In such a complex regulatory context that Argentina has, I imagine that the growth during the pandemic was lower than that of Colombia, Mexico and Brazil during the pandemic

A little, but not much. In other words, it was a little lower because we are not in all the flows, but there was a demand to continue wanting to make cross-border purchases.

And how was the growth in Colombia?

Colombia has been a country that is developing quite well and it is interesting because it also comes from having a series of important exchange regulations, maybe not exactly the same as other countries, but important. Our strategy has been the same, to offer the service of cross-border purchases again from both sides of the flow, buyers and sellers, and to make alliances with local financial institutions to provide the last mile service: how do I withdraw my funds locally since the transaction is done outside the country. What we were seeing before the pandemic is that Colombia has had one of the most sustained growth for us. Colombia has the potential to digitalize to the level of Brazil in a not very long period of time, so the growth was quite important. In purchases, after Mexico and Brazil, it was the highest.

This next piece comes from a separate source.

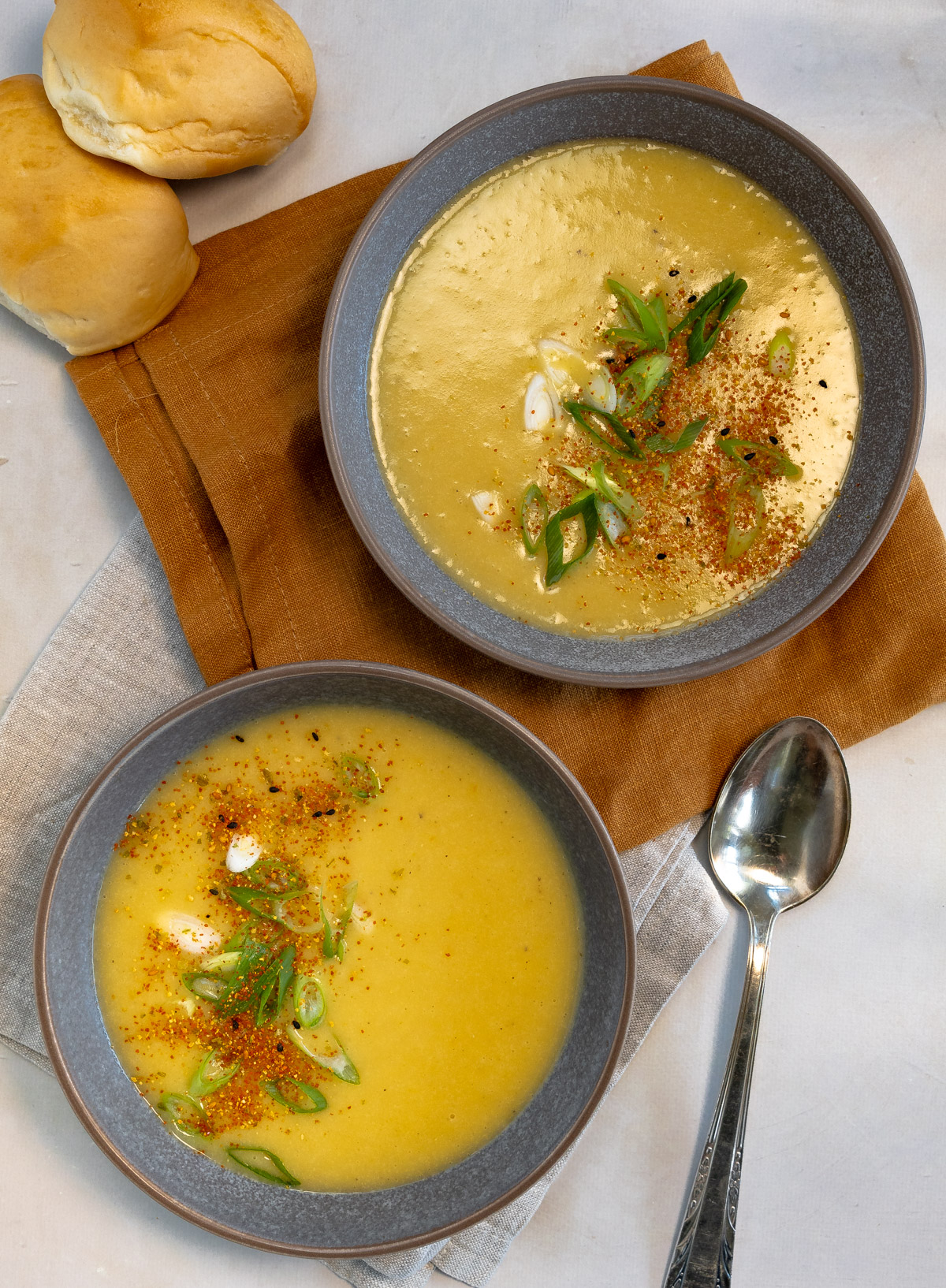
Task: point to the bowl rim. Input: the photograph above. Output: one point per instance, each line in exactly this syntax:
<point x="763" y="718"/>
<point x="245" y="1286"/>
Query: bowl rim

How do you expect the region to evolve at the macroeconomic level next year?

I am not an economic expert, but I will give you a little bit of a point of view. Of course 2022 feels like a year that could be complex. The factors that are affecting and again we are seeing factors that have become very global, the supply chain issue is impacting, we see it of course in the United States which seems to be what everyone wants to talk about right now that is creating inflation, but we are also seeing it in countries in the region, that is, countries particularly those that are very open to trade, such as Mexico. Yes it is true, and we heard from some of our clients that they do not have the same inventory as in previous years, and this is clearly going to be impacted by the increase in rates, by central banks in developed countries. Inflation creates this scenario that is a bit uncertain for some things. In e-commerce, the issue continues to be penetration, which is still very low. Brazil was in a period of economic decline a few years ago, but e-commerce continued to grow at almost the same rate as before, and this is partly because the breakthrough is still low, so the base scenario for us is sustained growth. The exact pace is probably the question, but the direction is very clear.

Would you like to add anything on a topic that we haven’t touched on?

I would say that my point of view is one of great optimism for growth in the region, because the other issue that is also worth talking about is the potential effect that the growth of more online transactions has on society, that there are more financial institutions providing services, because we still have a very big problem in the region of lack of breakthrough of financial services and perhaps we do not talk enough about this, for us it is a critical issue, we want to work and work with others to increase the penetration of financial services and hopefully reduce poverty a little, these are very important issues.